The seminal modern case on marital contracts is Christian v. Christian, 42 NY2d 63 (1977). In that case, which involved a post-marital separation agreement, the Court of Appeals held that such agreements that are regular on their face should be binding and valid unless shown to be otherwise, but may be set aside if grounds are demonstrated which would serve to vitiate an ordinary contract. Judicial review in this regard was to be “exercised circumspectly, sparingly and with a persisting view” toward encouraging parties to settle their disputes. Notwithstanding the foregoing, the Christian court held:

“Agreements between spouses, unlike ordinary business contracts, involve a fiduciary relationship requiring the utmost of good faith (Ducas v. Guggenheimer, 90 Misc 191, 194-195, affd sub nom. Ducas v. Ducas, 173 App Div 884). There is a strict surveillance of all transactions between married persons, especially separation agreements (Hendricks v. Isaacs, 117 NY 411, 417, supra; Benesch v. Benesch, 106 Misc 395, 402; 2 Lindey, Separation Agreements and Ante-Nuptial Contracts [rev ed], ' 37, subd 4, p. 37-9). Equity is so zealous in this respect that a separation agreement may be set aside on grounds that would be insufficient to vitiate an ordinary contract (Hungerford v. Hungerford, 161 NY 550, 553, supra; Cain v. Cain, 188 App Div 780, 782; Crowell v. Crowell, 135 Misc 530, 532, affd 229 App Div 771). These principles in mind, courts have thrown their cloak of protection about separation agreements and made it their business, when confronted, to see to it that they are arrived at fairly and equitably, in a manner so as to be free from the taint of fraud and duress, and to set aside or refuse to enforce those born of and subsisting in inequity. (Scheinberg v. Scheinberg, 249 NY 277, 282-283; Hungerford v. Hungerford, 161 NY 550, 553, supra; Matter of Smith, 243 App Div 348, 353; Ducas v. Guggenheimer, 90 Misc 191, 194, affd sub nom. Ducas v. Ducas, 173 App Div 884, supra; Montgomery v. Montgomery, 170 NYS 867, affd 187 App Div 882; see Validity of Separation Agreement As Affected by Fraud, Coercion, Unfairness or Mistake, Ann., 5 ALR 823, 827).

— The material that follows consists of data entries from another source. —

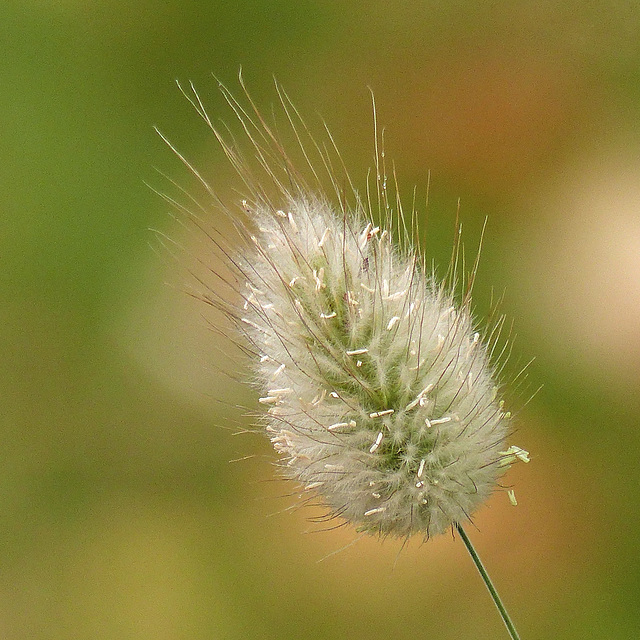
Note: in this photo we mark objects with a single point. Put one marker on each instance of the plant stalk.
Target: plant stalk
(487, 580)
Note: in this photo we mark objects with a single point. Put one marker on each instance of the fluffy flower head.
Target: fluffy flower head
(377, 390)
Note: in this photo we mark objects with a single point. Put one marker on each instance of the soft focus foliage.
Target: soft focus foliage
(122, 517)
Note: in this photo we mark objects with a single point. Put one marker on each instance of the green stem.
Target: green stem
(487, 580)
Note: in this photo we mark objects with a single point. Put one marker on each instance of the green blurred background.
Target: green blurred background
(120, 514)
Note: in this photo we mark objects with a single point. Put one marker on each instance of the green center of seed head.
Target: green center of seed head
(359, 375)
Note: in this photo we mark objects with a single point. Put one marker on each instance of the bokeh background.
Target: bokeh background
(120, 513)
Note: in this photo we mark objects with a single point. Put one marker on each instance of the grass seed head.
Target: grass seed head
(378, 392)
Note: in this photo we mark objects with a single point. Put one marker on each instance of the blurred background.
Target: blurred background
(121, 515)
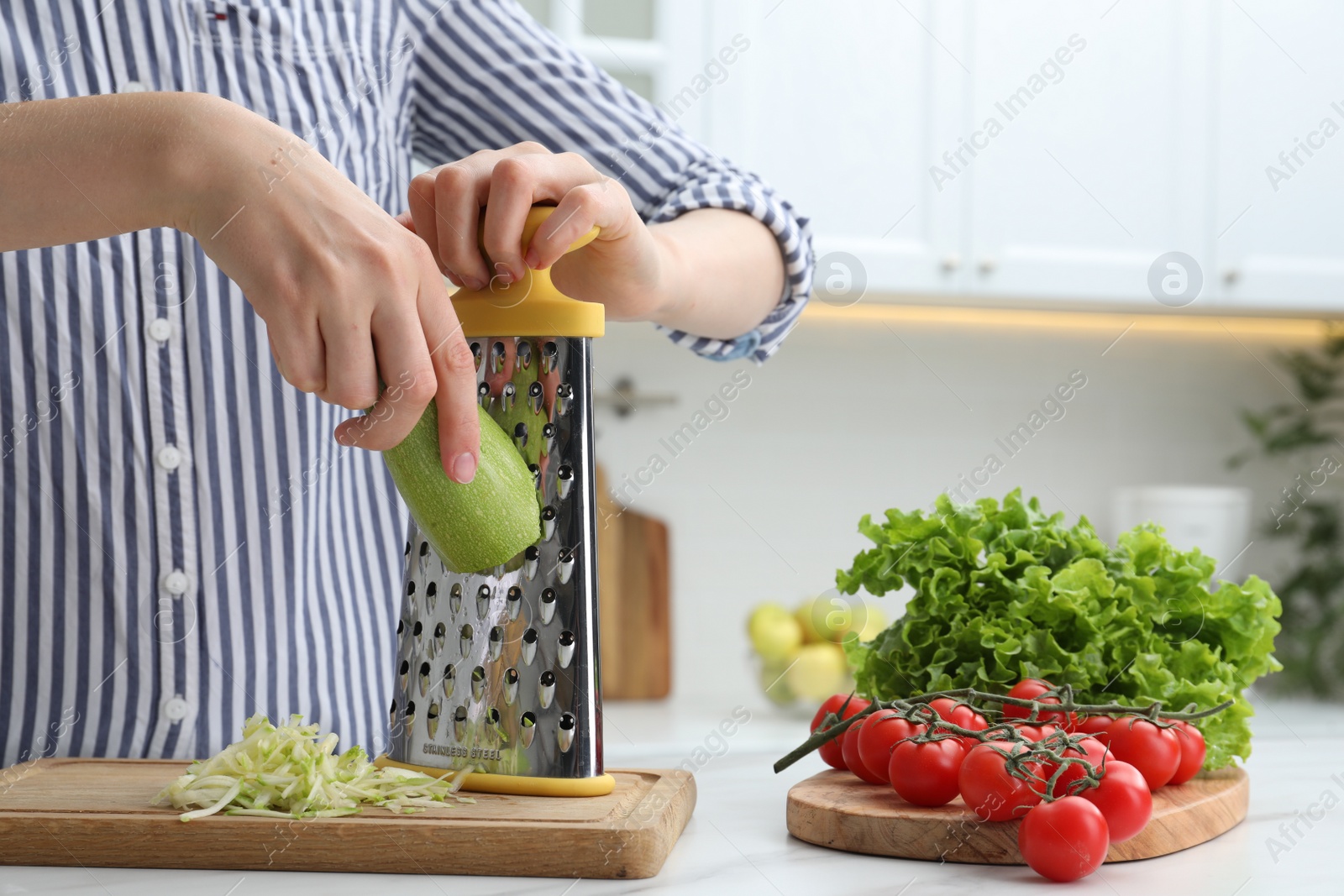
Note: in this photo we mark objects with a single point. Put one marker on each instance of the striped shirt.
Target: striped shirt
(181, 542)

To warrant equity's intervention, no actual fraud need be shown, for relief will be granted if the settlement is manifestly unfair to a spouse because of the other's overreaching (2 Lindey, Separation Agreements and Ante-Nuptial Contracts [rev ed], ' 37, subd 5, p 37-12; cf. Matter of Baruch, 205 Misc 1122, 1124, affd 286 App Div 869; Pegram v. Pegram, 310 Ky 86, 89- 90). In determining whether a separation agreement is invalid, courts may look at the terms of the agreement to see if there is an inference, or even a negative inference, of overreaching in its execution. If the execution of the agreement, however, be fair, no further inquiry will be made.”